Justifying GPS & Geocaching

I recently felt compelled to write a justification for including GPS units and geocaching in traditional latitude and longitude curricular activities at the elementary level. Why? There are lots of sites that talk about the benefits of geocaching in a very general sense. I wanted to reflectively add some specificity to the growing body of educators using GPS units to supplement students’ understanding of geography, latitude, and longitude.

Background: Students participated in a number of pre-geocaching lessons that covered latitude, longitude, and maps. After establishing a basic proficiency level, students learned about GPS units and the basics of geocaching. All of the students then searched for a number of caches placed throughout the school property.

Latitude and Longitude Revelations

A line of latitude or longitude does not run parallel to buildings, field lines, or major objects.
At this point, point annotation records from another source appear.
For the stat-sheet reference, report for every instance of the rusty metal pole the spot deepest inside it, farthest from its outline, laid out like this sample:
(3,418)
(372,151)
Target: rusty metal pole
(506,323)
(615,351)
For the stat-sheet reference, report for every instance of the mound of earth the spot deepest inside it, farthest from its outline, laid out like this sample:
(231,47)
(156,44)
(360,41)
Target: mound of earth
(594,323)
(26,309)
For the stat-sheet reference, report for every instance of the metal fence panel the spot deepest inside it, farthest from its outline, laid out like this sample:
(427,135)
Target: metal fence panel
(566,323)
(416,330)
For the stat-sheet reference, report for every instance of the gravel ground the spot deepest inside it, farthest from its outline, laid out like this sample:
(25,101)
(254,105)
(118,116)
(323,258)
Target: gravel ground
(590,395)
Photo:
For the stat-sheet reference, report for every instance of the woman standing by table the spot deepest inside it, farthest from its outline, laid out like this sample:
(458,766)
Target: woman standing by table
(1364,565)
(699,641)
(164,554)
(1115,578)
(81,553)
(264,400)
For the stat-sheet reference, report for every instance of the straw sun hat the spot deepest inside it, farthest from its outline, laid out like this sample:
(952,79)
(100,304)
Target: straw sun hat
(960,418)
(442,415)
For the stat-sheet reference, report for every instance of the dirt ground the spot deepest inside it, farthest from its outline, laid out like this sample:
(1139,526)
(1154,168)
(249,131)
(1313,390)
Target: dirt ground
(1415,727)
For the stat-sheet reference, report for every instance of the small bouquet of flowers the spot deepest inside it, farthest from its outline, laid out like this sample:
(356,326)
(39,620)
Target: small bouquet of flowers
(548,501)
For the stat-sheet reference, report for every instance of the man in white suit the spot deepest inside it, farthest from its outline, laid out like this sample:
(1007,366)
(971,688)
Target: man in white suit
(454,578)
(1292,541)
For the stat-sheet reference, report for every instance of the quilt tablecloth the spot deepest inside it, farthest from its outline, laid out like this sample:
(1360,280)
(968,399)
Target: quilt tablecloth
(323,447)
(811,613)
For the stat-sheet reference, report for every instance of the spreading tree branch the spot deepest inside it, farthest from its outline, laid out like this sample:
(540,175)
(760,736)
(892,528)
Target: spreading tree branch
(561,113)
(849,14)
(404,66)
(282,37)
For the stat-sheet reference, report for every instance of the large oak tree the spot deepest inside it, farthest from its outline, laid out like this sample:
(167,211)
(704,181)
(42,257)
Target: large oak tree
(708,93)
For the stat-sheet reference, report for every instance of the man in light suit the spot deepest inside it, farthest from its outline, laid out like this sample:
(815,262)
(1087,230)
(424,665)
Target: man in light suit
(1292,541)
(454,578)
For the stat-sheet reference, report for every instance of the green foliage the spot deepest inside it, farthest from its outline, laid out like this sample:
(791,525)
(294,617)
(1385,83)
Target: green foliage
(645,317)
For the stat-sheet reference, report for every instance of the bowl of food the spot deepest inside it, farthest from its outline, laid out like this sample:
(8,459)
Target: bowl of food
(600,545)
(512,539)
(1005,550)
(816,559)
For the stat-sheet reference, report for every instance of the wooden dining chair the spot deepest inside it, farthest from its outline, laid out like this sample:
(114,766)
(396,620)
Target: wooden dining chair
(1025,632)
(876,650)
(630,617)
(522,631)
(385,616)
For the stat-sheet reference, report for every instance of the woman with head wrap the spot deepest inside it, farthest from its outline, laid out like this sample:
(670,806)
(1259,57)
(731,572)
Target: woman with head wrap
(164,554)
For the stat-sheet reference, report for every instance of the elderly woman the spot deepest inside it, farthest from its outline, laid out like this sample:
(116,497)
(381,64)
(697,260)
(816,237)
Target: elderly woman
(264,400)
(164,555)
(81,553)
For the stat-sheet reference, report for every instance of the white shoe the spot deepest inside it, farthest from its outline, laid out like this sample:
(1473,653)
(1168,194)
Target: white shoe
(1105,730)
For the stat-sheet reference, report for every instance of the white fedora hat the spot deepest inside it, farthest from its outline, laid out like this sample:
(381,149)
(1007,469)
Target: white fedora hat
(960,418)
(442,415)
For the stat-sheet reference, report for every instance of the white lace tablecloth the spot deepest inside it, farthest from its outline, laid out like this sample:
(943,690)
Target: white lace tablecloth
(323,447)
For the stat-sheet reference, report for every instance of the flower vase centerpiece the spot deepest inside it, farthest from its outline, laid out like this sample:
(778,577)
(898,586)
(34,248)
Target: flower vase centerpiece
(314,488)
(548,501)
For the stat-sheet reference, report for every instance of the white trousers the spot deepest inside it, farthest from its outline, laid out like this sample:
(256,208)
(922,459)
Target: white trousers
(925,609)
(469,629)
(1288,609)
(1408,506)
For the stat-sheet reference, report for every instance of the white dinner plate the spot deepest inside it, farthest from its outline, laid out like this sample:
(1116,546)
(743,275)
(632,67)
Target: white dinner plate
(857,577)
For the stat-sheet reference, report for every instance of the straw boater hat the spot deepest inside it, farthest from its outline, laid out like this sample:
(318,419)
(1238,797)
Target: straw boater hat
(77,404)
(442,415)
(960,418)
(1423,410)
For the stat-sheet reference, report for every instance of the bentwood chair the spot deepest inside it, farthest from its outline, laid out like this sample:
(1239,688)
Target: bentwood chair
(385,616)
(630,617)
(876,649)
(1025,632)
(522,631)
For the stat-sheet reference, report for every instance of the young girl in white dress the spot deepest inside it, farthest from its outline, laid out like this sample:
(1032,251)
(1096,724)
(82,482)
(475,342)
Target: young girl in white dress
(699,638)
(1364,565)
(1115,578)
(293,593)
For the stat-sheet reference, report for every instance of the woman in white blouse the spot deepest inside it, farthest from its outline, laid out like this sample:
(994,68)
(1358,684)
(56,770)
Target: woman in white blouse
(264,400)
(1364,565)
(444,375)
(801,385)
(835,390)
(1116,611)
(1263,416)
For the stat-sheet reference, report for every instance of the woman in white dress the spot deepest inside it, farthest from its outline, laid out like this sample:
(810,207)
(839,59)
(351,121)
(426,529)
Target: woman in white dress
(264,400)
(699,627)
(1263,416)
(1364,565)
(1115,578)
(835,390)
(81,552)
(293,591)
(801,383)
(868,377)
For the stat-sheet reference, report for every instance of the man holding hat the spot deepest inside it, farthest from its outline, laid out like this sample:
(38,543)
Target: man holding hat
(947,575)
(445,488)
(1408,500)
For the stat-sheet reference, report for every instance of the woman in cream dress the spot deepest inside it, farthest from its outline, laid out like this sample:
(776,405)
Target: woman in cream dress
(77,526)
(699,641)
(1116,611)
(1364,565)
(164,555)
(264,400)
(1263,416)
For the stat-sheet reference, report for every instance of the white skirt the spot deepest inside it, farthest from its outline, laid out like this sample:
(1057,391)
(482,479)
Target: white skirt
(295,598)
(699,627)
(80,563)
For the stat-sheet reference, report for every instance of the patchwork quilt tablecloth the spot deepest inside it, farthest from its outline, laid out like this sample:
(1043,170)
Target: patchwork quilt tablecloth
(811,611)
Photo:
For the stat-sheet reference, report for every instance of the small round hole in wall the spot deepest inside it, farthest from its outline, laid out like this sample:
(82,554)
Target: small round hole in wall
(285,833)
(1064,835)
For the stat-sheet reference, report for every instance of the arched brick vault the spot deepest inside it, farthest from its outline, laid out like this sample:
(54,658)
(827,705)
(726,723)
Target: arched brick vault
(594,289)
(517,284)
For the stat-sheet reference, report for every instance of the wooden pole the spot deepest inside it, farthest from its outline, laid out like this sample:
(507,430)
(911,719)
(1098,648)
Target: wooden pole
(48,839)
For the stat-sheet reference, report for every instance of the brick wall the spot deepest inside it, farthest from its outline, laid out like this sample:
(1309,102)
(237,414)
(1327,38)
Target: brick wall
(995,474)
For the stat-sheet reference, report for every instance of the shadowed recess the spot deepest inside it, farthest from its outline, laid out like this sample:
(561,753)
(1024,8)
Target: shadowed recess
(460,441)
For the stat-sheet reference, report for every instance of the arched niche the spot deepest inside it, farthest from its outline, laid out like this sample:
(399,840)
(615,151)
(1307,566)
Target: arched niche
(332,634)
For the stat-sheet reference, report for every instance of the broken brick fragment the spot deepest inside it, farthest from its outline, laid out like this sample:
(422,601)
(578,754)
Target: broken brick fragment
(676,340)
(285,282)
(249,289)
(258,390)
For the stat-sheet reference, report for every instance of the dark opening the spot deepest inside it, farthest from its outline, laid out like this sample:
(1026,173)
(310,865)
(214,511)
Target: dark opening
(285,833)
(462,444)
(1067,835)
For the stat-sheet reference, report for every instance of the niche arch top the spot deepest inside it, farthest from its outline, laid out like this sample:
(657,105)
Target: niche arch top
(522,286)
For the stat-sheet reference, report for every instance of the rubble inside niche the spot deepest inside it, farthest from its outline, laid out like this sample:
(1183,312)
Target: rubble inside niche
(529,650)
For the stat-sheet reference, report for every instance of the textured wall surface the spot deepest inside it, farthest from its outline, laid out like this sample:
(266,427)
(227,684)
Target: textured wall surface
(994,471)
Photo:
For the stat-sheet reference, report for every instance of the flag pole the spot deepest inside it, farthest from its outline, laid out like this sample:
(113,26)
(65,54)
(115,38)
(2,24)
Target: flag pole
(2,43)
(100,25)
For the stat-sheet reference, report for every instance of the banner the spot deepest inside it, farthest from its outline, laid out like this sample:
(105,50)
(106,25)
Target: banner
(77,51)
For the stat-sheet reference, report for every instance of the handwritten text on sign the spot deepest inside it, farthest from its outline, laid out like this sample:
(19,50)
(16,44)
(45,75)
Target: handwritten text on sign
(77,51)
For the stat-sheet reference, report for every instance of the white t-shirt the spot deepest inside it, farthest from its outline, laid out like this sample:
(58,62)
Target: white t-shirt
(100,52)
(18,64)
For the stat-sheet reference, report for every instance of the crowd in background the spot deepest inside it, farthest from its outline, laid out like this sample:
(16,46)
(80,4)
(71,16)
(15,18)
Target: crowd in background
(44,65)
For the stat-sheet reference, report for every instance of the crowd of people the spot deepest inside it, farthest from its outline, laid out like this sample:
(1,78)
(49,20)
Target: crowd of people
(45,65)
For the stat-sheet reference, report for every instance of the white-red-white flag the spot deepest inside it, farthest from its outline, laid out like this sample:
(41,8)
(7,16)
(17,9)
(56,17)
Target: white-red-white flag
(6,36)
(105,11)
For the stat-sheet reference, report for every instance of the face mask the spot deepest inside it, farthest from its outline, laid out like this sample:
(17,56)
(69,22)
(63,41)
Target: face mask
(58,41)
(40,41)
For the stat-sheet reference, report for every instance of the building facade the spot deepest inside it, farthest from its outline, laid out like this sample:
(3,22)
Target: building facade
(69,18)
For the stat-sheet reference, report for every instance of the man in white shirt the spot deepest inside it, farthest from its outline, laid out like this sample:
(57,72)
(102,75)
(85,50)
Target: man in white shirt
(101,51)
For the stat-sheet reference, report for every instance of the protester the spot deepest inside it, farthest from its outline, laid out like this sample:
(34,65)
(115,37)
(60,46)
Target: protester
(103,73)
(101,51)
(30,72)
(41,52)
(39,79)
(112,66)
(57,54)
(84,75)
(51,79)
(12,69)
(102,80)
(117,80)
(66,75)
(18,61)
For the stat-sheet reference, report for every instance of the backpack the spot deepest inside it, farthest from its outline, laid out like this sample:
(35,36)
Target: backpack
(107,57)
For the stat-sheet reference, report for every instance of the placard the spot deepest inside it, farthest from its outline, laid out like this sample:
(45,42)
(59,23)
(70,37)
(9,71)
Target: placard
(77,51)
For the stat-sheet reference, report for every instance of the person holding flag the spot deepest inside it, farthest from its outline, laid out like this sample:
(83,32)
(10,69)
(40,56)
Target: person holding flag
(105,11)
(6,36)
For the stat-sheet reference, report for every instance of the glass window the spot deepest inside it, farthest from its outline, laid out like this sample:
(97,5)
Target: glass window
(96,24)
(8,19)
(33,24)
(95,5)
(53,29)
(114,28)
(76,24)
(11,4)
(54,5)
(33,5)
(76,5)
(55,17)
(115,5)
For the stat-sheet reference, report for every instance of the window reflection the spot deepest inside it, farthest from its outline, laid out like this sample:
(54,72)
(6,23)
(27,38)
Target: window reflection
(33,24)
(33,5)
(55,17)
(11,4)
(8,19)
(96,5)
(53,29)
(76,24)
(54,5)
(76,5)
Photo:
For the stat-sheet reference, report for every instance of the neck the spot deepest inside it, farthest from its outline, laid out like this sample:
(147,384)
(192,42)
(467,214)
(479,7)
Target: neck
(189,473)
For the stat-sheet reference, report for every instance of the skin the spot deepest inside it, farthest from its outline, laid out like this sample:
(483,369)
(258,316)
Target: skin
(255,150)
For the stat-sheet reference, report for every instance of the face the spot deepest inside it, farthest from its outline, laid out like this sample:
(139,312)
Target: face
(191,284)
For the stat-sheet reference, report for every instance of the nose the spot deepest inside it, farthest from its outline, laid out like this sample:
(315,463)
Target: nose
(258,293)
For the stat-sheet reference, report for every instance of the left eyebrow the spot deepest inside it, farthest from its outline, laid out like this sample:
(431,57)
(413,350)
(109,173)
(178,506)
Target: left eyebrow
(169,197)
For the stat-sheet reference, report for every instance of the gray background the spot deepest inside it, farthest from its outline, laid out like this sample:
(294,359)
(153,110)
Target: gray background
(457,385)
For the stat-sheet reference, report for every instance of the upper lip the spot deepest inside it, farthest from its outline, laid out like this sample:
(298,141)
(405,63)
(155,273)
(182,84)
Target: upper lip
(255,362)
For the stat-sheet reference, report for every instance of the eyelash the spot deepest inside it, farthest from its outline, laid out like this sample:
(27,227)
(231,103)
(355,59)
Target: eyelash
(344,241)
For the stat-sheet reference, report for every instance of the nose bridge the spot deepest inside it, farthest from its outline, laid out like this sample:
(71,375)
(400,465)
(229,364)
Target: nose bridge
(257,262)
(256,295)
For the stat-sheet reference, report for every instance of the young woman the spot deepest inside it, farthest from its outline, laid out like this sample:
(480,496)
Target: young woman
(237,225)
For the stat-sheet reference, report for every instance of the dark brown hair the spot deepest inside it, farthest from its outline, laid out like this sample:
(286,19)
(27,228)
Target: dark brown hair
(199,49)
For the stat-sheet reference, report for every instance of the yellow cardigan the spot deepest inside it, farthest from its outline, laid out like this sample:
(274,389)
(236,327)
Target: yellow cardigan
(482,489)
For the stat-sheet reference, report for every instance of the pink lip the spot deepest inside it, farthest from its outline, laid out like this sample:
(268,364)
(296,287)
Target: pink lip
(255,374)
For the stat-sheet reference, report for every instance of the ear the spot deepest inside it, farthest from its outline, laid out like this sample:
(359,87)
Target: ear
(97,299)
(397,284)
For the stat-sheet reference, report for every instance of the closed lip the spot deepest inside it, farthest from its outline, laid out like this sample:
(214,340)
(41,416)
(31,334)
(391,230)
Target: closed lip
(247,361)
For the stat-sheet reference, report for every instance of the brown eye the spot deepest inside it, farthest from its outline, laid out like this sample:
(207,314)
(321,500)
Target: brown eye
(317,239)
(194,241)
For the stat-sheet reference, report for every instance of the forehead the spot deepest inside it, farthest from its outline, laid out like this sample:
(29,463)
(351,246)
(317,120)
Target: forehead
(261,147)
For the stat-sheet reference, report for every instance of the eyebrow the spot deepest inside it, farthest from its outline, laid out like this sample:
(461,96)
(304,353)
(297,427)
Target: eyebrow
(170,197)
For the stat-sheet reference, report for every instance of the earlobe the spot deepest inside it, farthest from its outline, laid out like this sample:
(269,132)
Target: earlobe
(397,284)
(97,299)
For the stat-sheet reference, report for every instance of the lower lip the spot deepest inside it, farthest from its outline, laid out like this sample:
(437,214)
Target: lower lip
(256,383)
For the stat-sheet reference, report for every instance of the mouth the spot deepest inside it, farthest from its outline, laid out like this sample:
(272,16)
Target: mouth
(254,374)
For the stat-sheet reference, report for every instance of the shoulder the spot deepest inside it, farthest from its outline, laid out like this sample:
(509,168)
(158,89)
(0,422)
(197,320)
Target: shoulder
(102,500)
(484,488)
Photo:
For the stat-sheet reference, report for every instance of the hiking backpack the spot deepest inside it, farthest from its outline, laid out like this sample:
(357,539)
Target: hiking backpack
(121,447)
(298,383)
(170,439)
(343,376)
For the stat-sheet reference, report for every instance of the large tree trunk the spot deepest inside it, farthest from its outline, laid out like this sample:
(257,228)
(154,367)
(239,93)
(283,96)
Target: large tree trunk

This seemed like such an obvious conclusion to me, but it wasn’t for the students. I think that this false idea has to do with ingrained notions driven by map study; most spend their time learning on a flat map with scaled down images of continents and countries. Continents and countries matter less as latitude and longitude markers when using a GPS unit outside in a manageable focused area like a field or school yard. I am surmising that the students thought that latitude and longitude must play into the construction and layout of real objects because of the relative size which, of course, is wrong.

A line of latitude and longitude does not vary by degrees, minutes, or seconds when using a GPS unit in a relatively confined area like a field or school yard.

Location varies by fractions of a second. Whoa! This blew the students’ minds. Once again, studying and learning from maps in a typical sixth grade text cemented the idea that degrees must always change (consider the latitude and longitude for Atlanta versus New York City). The geocaching project destroyed this misconception.

There is a connection between North, South, East, and West (compass) when using latitude and longitude.

Prior to the geocaching activity, most students found latitude and longitude using math skills in paper and pencil exercises that showed their proficiency at coordinate grids. Yes, they could properly label the coordinates with N, S, E, W but their knowledge was superficial in the (-x, y) and formulaic sense. Conversely, when the students searched for geocaches they had to walk North or South to arrive at the specific latitude. They had to walk East or West to arrive at a line of longitude. The students needed directions and prompting to realize that this was both necessary and helpful despite the fact that almost every child could run their finger along lines of latitude and longitude on a paper map.

The students practiced some creative, out-of-the-box thinking when searching for the geocaches.

It became a necessity to quickly reposition the GPS unit at an alternative point when objects like buildings stood in the way. The common remedy for circumventing physical obstacles was to throw an arm out to indicate the line of latitude or longitude, move around to the new point, rediscover the line of latitude or longitude, and then continue searching. This worked more often than not. This type of problem solving never appeared during our pre-geocaching activities because there aren’t physical obstacles on a paper map.

The students discovered the connection between latitude and longitude and real world applications in fields like archeology and science.

Finding and locating a geocache was tangible just like marking the location of an artifact (dinosaur bone) in scientific domains is real. The students started asking questions like, “If GPS units are accurate only to 10 feet, why would an archeologist use one to mark the location of a small bone? Anybody trying to find the bone would have to still search for the artifact, and it could become frustrating.” These questions didn’t arise within the four walls of the classroom.